Teachers must do their share Public schools are trying to cope with major cuts in education funding. The unions have a stake in this, too.

Posted: March 29, 2010

New Jersey public school teachers face a difficult test: accept salary freezes and contribute to their health-insurance costs or face layoffs.

School districts across the state are scrambling to plug projected budget gaps stemming from deep cuts in state funding.

Gov. Christie last week urged local public school employee unions to reopen their contracts and freeze salaries for a year. It is a difficult but reasonable request given the state's $11 billion deficit on a roughly $30 billion budget.

Christie says everyone has to share the pain. The governor is taking the difficult but necessary steps. His message of shared sacrifice would have more credibility if he reinstated a tax increase on residents earning more than $400,000 that expired Jan. 1.

Senate President Stephen Sweeney (D., Gloucester) has proposed a reasonable compromise to implement the tax for at least a year. Sweeney doesn't want to raise taxes, but said the tax on wealthy residents would raise more than $800 million and help offset cuts in school funding.

In these tough times, not just teachers should be asked to sacrifice. All stakeholders who support public education - administrators and support staff - also should do their part.

A handful of unions have agreed to renegotiate part of their contracts to save jobs. But many, led by the powerful New Jersey Education Association, oppose the effort. The state can't mandate changes in the union contract. But if the union leaders resist the wage freeze, many of their members may lose their jobs. That's shortsighted.

Educators have typically received annual raises of more than 4 percent.
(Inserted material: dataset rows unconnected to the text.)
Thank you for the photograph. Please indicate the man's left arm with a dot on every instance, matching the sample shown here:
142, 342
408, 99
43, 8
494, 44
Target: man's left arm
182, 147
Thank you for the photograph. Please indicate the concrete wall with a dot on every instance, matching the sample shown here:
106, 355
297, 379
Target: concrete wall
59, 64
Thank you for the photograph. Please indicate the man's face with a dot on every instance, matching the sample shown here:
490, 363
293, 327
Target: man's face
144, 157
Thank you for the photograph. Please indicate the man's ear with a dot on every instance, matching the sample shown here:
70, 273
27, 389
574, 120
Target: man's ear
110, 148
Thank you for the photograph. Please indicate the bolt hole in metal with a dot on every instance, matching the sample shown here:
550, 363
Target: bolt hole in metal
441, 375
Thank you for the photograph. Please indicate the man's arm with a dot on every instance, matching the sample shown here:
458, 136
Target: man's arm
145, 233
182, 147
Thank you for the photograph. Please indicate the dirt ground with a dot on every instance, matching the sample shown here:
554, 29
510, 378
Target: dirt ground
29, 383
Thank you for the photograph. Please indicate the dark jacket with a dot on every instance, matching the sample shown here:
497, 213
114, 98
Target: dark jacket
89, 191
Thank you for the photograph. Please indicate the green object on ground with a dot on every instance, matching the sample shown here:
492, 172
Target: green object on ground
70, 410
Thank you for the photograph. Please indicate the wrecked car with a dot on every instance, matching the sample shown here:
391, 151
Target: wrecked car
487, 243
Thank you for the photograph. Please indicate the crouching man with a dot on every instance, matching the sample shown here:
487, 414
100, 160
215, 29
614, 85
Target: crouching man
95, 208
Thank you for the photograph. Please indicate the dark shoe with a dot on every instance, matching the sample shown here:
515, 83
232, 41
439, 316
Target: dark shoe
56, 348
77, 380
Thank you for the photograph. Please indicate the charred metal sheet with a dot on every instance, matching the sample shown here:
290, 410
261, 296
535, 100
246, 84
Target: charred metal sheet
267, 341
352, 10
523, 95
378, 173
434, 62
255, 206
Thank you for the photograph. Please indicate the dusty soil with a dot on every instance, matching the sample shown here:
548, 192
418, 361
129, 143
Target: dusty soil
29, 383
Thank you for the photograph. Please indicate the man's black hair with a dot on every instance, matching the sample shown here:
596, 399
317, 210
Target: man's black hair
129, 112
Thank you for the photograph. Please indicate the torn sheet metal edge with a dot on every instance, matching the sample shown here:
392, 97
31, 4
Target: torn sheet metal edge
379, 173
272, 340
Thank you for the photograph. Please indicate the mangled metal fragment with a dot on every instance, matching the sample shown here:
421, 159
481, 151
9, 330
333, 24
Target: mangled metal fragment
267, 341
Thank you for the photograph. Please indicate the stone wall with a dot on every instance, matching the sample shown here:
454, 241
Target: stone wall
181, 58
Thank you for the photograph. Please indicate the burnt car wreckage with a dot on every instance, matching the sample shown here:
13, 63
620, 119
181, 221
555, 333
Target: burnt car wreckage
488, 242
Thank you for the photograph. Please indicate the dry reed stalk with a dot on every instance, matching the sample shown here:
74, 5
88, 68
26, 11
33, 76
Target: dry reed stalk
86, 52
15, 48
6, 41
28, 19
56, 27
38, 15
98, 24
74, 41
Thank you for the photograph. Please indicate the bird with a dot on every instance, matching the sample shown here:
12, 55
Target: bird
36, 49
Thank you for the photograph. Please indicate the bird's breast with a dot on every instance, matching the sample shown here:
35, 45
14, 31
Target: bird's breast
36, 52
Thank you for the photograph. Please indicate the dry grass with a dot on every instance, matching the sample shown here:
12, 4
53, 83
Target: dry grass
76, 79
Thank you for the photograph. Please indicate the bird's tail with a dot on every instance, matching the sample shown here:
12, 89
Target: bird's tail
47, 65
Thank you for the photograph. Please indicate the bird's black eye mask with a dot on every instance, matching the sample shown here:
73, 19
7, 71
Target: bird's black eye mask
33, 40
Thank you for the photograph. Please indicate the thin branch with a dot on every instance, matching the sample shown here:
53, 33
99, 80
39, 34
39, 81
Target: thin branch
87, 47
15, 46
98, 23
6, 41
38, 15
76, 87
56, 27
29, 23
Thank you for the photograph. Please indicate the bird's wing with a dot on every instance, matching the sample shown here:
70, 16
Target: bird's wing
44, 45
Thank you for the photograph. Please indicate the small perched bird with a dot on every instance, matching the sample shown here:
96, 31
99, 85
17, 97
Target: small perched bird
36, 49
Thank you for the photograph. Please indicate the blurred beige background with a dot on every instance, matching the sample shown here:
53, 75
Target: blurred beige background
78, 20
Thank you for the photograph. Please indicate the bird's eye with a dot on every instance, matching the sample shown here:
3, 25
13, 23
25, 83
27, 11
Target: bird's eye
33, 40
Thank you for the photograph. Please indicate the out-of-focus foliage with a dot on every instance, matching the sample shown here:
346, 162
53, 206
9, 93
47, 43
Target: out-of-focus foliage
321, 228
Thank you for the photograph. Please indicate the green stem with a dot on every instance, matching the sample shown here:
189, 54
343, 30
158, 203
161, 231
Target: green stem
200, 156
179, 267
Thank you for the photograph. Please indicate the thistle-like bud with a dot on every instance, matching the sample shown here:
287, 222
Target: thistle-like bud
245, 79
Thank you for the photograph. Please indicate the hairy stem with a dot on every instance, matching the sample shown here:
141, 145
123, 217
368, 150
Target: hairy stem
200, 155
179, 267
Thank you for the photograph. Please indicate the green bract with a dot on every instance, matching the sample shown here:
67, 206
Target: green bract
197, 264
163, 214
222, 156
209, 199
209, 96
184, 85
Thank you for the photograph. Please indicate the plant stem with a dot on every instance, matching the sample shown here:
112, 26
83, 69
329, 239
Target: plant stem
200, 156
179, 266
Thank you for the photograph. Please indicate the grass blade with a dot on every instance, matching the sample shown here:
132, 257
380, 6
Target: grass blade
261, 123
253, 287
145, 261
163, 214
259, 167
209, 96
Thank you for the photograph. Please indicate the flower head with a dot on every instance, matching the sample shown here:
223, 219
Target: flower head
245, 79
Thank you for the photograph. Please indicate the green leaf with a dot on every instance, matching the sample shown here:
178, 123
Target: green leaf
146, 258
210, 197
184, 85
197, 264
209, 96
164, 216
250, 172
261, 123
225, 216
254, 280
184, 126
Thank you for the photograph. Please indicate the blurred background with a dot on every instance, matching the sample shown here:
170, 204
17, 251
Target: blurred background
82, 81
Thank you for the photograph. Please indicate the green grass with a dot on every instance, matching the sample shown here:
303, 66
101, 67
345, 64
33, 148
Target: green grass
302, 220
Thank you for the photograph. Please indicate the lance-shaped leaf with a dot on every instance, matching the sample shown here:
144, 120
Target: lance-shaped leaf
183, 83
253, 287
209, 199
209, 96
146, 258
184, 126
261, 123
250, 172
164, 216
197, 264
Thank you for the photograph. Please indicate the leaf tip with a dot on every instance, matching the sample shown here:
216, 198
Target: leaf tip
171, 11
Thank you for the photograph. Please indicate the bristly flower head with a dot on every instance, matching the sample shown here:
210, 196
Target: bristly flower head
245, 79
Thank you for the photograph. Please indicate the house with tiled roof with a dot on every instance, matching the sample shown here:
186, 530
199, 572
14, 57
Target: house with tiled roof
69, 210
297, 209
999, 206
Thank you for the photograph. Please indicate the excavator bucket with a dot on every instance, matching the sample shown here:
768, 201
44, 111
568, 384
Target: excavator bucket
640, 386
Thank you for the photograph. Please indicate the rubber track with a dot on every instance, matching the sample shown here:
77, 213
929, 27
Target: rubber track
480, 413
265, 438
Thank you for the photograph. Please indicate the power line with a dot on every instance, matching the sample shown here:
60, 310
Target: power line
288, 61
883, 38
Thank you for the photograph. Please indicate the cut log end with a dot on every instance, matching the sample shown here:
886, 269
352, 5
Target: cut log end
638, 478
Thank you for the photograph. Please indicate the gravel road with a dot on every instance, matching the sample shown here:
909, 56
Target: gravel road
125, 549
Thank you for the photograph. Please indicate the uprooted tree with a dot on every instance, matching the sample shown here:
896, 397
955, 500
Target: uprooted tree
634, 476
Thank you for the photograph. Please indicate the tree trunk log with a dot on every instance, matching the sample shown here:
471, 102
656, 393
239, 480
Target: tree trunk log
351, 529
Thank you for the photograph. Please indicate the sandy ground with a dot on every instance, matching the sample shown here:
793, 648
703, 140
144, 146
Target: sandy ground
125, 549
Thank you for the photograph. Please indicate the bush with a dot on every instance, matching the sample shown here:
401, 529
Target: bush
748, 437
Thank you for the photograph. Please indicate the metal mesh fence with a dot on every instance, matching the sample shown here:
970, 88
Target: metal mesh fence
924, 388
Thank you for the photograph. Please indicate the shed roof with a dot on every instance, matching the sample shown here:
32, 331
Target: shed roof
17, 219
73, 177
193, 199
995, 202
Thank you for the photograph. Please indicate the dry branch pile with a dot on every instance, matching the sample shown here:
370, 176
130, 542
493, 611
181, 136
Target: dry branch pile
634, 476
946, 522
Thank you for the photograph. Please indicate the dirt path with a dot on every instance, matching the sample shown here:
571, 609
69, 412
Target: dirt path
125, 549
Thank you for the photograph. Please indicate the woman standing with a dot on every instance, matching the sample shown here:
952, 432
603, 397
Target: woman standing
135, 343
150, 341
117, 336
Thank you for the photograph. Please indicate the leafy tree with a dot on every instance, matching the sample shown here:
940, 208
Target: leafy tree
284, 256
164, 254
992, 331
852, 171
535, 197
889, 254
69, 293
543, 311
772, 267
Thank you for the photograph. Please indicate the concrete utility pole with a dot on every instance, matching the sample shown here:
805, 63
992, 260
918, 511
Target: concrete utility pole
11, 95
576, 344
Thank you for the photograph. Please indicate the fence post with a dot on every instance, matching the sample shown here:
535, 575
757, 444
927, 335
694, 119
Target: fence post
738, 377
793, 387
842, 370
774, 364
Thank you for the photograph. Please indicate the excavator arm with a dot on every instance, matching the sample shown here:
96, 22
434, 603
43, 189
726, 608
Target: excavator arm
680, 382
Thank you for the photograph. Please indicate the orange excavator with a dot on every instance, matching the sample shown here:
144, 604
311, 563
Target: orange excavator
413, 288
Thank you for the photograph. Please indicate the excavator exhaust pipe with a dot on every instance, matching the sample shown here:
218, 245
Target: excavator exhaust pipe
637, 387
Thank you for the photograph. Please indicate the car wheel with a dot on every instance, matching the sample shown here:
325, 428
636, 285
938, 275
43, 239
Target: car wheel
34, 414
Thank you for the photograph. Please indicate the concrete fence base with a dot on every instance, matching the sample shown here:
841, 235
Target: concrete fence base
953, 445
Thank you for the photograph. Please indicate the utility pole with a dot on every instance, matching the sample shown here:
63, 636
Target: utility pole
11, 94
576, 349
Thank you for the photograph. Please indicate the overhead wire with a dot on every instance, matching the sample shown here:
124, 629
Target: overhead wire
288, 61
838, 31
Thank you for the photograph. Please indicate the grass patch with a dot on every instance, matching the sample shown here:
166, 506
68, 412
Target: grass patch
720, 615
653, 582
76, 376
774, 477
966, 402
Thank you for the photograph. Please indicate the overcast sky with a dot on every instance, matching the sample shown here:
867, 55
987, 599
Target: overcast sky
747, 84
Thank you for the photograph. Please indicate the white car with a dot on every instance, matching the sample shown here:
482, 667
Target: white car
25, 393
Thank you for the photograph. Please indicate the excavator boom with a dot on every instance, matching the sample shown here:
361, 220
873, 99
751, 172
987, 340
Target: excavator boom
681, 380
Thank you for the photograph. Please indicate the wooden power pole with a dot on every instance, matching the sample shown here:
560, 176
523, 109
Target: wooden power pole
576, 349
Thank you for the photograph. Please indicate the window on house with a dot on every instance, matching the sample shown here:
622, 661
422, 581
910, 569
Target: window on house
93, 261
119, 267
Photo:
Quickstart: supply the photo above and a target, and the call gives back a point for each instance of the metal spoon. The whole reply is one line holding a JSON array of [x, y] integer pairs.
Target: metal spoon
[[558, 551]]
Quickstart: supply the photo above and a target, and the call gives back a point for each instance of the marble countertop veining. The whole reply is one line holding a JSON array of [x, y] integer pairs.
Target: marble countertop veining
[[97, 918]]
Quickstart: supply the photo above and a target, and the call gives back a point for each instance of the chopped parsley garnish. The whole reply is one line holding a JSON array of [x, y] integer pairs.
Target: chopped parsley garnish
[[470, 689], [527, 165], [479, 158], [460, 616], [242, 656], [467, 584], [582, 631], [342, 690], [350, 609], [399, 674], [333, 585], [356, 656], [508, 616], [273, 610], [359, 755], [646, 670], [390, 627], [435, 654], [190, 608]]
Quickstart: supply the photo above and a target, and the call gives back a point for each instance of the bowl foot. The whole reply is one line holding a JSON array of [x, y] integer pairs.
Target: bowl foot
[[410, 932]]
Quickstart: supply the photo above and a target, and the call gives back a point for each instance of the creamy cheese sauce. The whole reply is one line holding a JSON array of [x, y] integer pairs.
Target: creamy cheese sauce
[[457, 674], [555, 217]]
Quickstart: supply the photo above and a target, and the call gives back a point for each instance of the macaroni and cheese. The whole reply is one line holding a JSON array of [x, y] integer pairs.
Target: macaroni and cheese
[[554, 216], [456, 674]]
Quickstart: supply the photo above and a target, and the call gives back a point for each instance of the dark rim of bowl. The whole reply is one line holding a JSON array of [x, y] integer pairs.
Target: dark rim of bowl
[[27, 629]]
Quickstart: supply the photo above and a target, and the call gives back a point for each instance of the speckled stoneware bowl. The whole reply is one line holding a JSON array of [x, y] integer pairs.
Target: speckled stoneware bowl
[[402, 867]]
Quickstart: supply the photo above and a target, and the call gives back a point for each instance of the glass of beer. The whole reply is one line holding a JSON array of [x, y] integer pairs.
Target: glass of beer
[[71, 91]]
It's fine to reward teachers, but the steady pay hikes have translated into high property taxes that many can't afford.

Having school employees contribute to their health insurance is also a reasonable request. This is something most employees in the private sector have been doing for years.

School employees are going to have to contribute in the coming years anyway. Under legislation signed by Christie last week, state workers will be required to pay at least 1.5 percent of their salaries toward health coverage when their current contracts expire.

When the economy recovers, the unions can negotiate to lift the salary freeze. Even with union concessions, it will take more belt-tightening to avoid cutbacks. Districts need to carefully scrutinize spending and find more ways to save.

A report by the Cherry Hill Reform Committee found that the school district could see up to $7.8 million in annual savings by switching to a state health insurance plan. Other recommendations may require legislation, but offer a starting point.

Christie and Sweeney, like many in New Jersey, seem to agree that the state is taxed out. The teachers' unions (and the wealthy) should share in the sacrifice.